Présents des infinitifs employés avec des prépositions.
La plupart des prépositions peuvent être placées au-devant du présent de l' infinitif; je fournirai des exemples de l' emploi de quelques-unes.
E s' ieu EN AMAR mespren. (5)
Bernard de Ventadour: Conort era.
EN AGRADAR et EN VOLER
Es l' amors de dos fis amans. (6)
Bernard de Ventadour: Chantars no pot.
(1) En chantant, m' avient à remémorer
Ce que je crois chantant oublier.
(2) Me veux en chantant esbaudir.
(3) Souvent m' avient, la nuit quand suis couché,
Que suis avec vous, par semblant, en dormant.
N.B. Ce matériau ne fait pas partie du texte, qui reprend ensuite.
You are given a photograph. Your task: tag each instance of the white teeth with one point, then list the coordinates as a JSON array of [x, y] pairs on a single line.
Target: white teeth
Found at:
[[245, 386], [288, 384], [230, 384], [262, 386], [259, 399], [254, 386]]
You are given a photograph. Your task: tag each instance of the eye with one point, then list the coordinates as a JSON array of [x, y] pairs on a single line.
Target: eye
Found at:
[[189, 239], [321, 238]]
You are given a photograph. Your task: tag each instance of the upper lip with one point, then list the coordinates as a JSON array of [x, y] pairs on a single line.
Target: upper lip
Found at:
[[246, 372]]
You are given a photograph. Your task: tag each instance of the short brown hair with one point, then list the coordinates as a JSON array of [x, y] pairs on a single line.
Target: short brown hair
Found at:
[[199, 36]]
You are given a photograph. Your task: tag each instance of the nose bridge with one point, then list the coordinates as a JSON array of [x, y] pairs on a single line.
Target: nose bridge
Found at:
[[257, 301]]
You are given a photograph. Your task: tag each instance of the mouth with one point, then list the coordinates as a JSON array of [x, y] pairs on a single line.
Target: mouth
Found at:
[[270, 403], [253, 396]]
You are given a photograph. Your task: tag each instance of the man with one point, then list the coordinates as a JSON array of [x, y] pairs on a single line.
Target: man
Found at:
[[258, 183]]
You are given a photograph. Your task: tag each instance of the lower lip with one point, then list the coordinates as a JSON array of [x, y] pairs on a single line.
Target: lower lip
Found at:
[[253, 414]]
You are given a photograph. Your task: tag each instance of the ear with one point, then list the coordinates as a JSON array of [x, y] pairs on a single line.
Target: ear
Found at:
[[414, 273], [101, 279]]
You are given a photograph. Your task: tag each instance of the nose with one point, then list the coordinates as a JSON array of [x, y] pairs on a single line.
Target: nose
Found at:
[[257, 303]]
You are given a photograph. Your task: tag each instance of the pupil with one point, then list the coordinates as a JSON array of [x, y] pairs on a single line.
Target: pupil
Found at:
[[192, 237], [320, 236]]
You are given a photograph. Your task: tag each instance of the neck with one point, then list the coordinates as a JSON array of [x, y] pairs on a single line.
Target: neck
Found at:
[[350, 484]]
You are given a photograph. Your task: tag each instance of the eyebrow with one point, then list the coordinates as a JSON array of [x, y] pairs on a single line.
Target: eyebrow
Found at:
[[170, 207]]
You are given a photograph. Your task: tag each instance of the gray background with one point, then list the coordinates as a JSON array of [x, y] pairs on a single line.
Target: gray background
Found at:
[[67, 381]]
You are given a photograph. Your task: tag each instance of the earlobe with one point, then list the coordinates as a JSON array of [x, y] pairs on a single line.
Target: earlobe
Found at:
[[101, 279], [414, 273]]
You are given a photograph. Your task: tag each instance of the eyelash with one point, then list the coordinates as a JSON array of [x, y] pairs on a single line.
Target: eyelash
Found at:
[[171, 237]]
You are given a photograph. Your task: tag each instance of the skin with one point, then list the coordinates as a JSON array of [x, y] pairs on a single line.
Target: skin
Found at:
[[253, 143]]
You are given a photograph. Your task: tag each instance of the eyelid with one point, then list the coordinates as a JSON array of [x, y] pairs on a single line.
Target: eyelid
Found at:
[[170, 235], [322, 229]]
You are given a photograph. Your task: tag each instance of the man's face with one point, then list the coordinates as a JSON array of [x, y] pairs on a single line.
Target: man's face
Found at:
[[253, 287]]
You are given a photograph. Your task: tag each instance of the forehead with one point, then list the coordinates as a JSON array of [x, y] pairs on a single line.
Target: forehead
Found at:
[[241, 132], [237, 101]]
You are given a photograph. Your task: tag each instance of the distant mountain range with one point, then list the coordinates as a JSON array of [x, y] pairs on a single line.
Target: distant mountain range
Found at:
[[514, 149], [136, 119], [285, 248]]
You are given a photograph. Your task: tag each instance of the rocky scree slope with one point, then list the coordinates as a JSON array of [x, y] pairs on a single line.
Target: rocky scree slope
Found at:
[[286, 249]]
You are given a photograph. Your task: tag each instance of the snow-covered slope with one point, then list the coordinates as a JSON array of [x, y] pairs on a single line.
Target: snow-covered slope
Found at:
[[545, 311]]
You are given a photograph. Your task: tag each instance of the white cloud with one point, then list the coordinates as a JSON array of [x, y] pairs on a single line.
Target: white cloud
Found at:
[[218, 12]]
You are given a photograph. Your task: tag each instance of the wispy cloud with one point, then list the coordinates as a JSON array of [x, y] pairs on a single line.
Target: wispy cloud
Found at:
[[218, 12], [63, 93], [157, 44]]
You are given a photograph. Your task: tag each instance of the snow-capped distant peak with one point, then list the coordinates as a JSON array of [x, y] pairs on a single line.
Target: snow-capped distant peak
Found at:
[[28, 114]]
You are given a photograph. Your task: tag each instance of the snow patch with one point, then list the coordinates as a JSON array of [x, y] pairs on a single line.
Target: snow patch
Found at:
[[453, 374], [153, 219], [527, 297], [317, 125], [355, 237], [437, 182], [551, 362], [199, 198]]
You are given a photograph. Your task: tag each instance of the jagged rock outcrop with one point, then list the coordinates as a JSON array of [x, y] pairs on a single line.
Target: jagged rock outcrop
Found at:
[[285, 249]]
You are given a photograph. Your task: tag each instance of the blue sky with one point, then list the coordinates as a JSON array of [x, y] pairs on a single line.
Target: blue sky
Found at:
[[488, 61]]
(4) Au paraissant des fleurs.
(5) Et si je en aimer me méprends.
(6) En plaire et en vouloir
Est l' amour de deux purs amants.
Dels auzels qu' intran EN AMAR. (1)
Rambaud d' Orange: Ab nov cor.
Per cal razon avetz sen tan venal
En mains afars que no us tornon a pro,
Et EN TROBAR avetz saber e sen? (2)
Blacas: Peire Vidal.
Los joves faitz c' al prim prezem A FAR. (3)
Rambaud de Vaqueiras: Honrat marques.
Per qu' enseignarai AD AMAR
Los autres bos domneiadors. (4)
Rambaud d' Orange: Assatz sai.
Quar d' aqui mov cortezia e solatz,
Enseignamenz e franqueza e mesura,
E cor D' AMAR e esforz DE SERVIR. (5)
Arnaud de Marueil: A gran honor.
Il est même à remarquer que la préposition PER, précédant l' infinitif, a le même sens qu' avait en latin la préposition AD suivie du gérondif en DUM. (6)
(1) Des oisels qui entrent en aimer.
(2) Pour quelle raison avez sens tant vénal
En maintes affaires qui ne vous tournent à profit,
Et en trouver avez savoir et sens?
(3) Les vaillants faits que au commencement prîmes à faire.
(4) Pour quoi enseignerai à aimer
Les autres bons galants.
(5) Car de là meut courtoisie et plaisir,
Instruction et franchise et retenue,
Et volonté d' aimer et effort de servir.
(6) Per aucire p. 211. Per aver 220. Per emblar 237. Per far 149, 210. Per gandir 164. Per soffrir 142.
Car al savi cove
Que s' an' ades loinhan,
PER mielhs SAILLIR enan. (1)
Bernard de Ventadour: Pus mi preiatz.
Verbes employés impersonnellement.
L' emploi des verbes, sans leur donner un sujet apparent, est très familier à la langue romane. (2)
Le verbe employé impersonnellement est toujours à la troisième personne du singulier.
Respondez mi: Per cal razon
REMAN que non avetz chantat? (3)
Bernard de Ventadour: Peirols.
S' aguem paor, no us o cal demandar. (4)
Rambaud de Vaqueiras: Honrat marques.
Joves deu far guerra e cavalaria,
E, quant er veillz, TAING ben qu' en patz estia. (5)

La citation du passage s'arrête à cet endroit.